Jurisprudence

Senate Demerit

Lindsey Graham gets the law of detention wrong.

Last Thursday, the Senate voted to strip the foreign detainees being held at Guantanamo Bay of their right to go to federal court. Sen. Lindsey Graham, R-S.C., slapped on the provision as a last-minute amendment to a major defense bill. With Democrats who normally take the lead in this area caught flat-footed or out of the building, Graham spoke in support of the amendment virtually unchallenged. What he said may well have influenced moderate Republicans and the five Democrats who voted for his provision. But some of his statements were significantly, incontrovertibly wrong.

“Here is the one thing I can tell you for sure as a military lawyer,” Graham said, as quoted in the Congressional Record. “A POW or an enemy combatant facing law of armed conflict charges has not been given the right of habeas corpus for 200 years because our own people in our own military facing court-martials, who could be sentenced to death, do not have the right of habeas corpus. It is about military law. I am not changing anything. I am getting us back to what we have done for 200 years.”
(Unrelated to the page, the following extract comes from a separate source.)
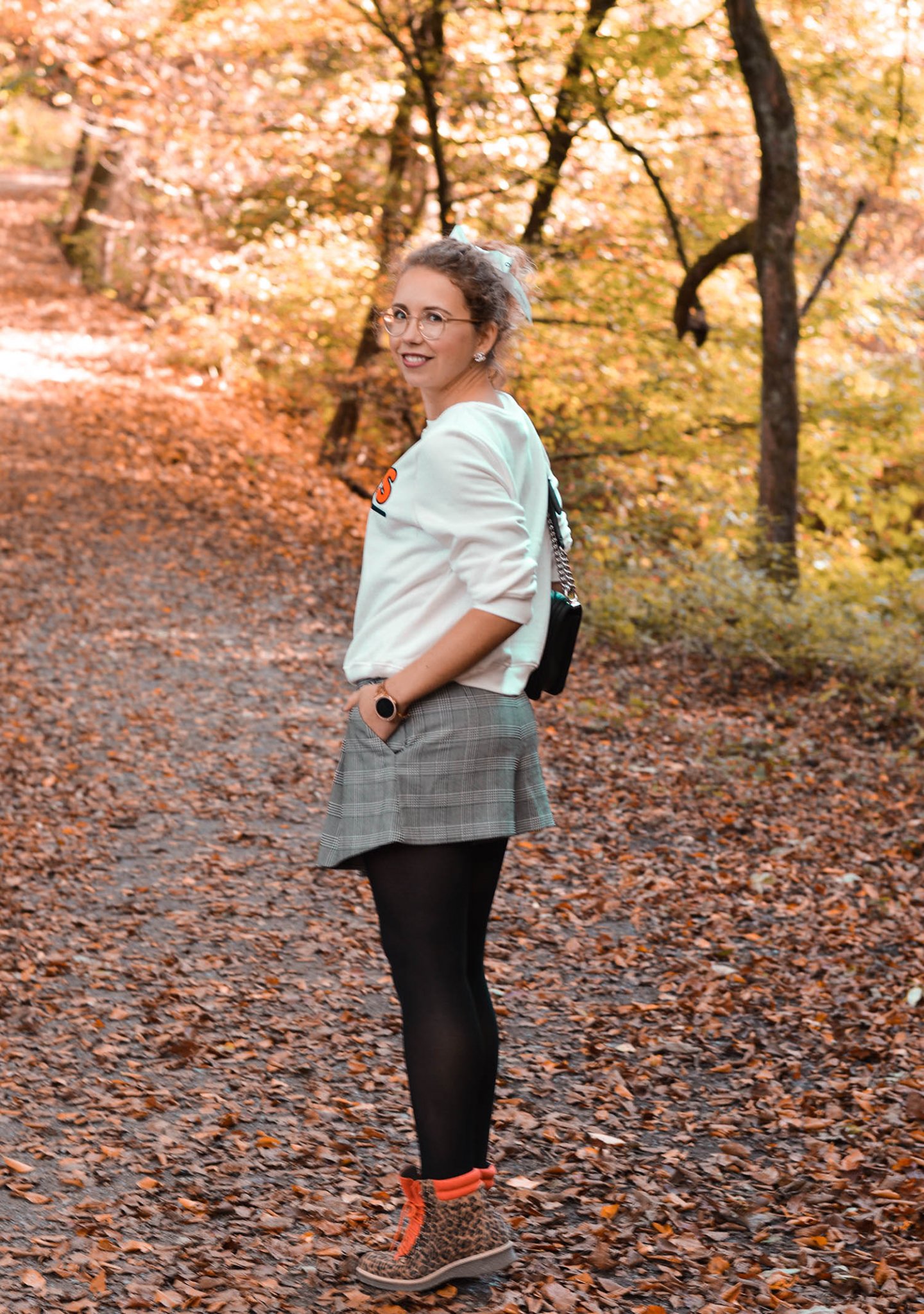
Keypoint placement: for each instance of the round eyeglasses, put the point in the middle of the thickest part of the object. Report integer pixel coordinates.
(430, 322)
Yet in reality, it’s Graham’s provision that breaks with the law of the last two centuries. The Supreme Court has heard and granted habeas corpus petitions brought by enemy combatants challenging their detentions since the Civil War. The cases from that era include Ex Parte Milligan—the basis for the charges faced by Salim Ahmed Hamdan, the Guantanamo detainee whose case the Supreme Court finally agreed to hear last week. Lambdin Milligan was charged with conspiring with the Southern resistance based on allegations that he’d helped to arm the enemy and break prisoners out of jail. He was tried before a military commission and sentenced to hang. When his appeal reached the Supreme Court in 1866—after President Andrew Johnson commuted Milligan’s death sentence—the justices unanimously ordered him to be released from military custody. Milligan wasn’t just allowed to go to federal court. He won there.

In 1942, eight Nazi saboteurs were captured in the United States along with evidence that they planned to blow up bridges and tunnels in major cities. Bush administration lawyers have argued that the saboteurs’ case, Ex Parte Quirin, supports the power of the president to set up military commissions to try the Guantanamo detainees. The court’s opinion in Quirin did recognize military commissions for the trial of “offenses against the law of war not ordinarily tried by courts martial.” But the court said that President Franklin Roosevelt’s decision to establish a commission could not bar “consideration by the courts” of the saboteurs’ contention that the Constitution forbade their trial. In 2004, the Rehnquist Court followed up on this lead, making way for the Guantanamo detainees to bring the habeas petitions they have since filed. The scope of the detainees’ right to basic procedural protections isn’t clear yet. That’s what Hamdan’s case, and the cases of the other detainees now moving through the courts, would presumably illuminate. Except that those cases will be blocked if Graham’s provision goes into effect.

Graham was also wrong to say that American troops, facing courts-martial, do not have the right to petition in federal court either. Service members convicted by a military court-martial, and whose liberty is restricted as a result, can seek a writ of habeas corpus in federal district court. They have been able to do so at least since the 1890 Supreme Court decision In re Grimley. Sometimes they have won. Despite Graham’s claim to the contrary, service members who are sentenced to death have the same habeas rights as everyone else. Indeed, the last person to be executed following a court-martial brought a habeas petition in federal court in Kansas and then before a federal appeals court. He lost, but there is no dispute that he had the right to have his claims heard.

Lindsey Graham must know all this: As he noted, he worked as a military lawyer when he served as an Air Force Reserve officer in the Judge Advocate General Corps. But other senators aren’t so clued in—which is why Graham’s distortions matter. To explain his vote in support of Graham’s provision, Kent Conrad, the North Dakota Democrat, said, ”I don’t think giving enemy combatants access to the federal court system is a precedent we want to set.” But the only precedent-setting going on is the Senate’s decision to take away the rights of hundreds of detainees who have already filed habeas petitions—all but nine of whom are still being held without charges, many for nearly four years. Tomorrow, the Senate will vote on a proposal by Sen. Jeff Bingaman, D-N.M., to strike the worst parts of Graham’s amendment. Let’s hope Graham has some competition on the Senate floor this time.